男子の方は、長崎瓊浦高校の浅野俊選手が初優勝。若手の有望選手として注目されていたが、昨年敗れた同じく若手の木川田選手に3-2の接戦で勝って勢いにのる。3年連続優勝で世界ランク7位の加藤選手と世界ランク8位の竹守選手を連破しての優勝は立派。もち前のパワーとスピードに、バックチキータの安定性とバックのブロック力を加えて、ついに手にした栄冠。2017年にアジアユースで優勝した木川田選手や今回ランキングで8位にくいこんだ山本選手らとともに期待のヤングジェネレーションである。日本の知的パラ卓球界は着実に成長している。
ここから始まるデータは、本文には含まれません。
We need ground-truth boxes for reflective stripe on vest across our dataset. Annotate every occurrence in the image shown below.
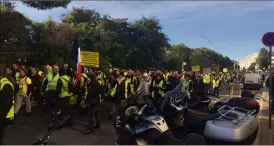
[15,72,20,84]
[47,72,60,90]
[110,84,117,97]
[59,75,72,98]
[38,71,43,76]
[151,80,165,98]
[0,78,15,119]
[80,73,88,87]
東京パラを目指す世界ランク上位選手らに続き、これからも日本が世界の知的パラ卓球とインクルーシブスポーツに向けたリーダーシップをとるべく頑張って欲しいものである。
東京パラリンピックもまじかとあって、報道関係者も多く、ライブの生中継もあった。好試合の連続で知的パラ卓球の醍醐味を少しでも多くの人に知ってもらうことができたのではなかろうか。30人もの審判員ボランティアや選手の家族、友人などのサポーターに支えられて、本当にアットホームでかつスリリングな大会である。それぞれが様々な能力や個性の違いをもつことを理解したうえで、心技体の総合力を競うスポーツを楽しみ、社会のノーマライゼーションを促進していく、そんな縮図を見せてもらっているようだ。ありがとうございます。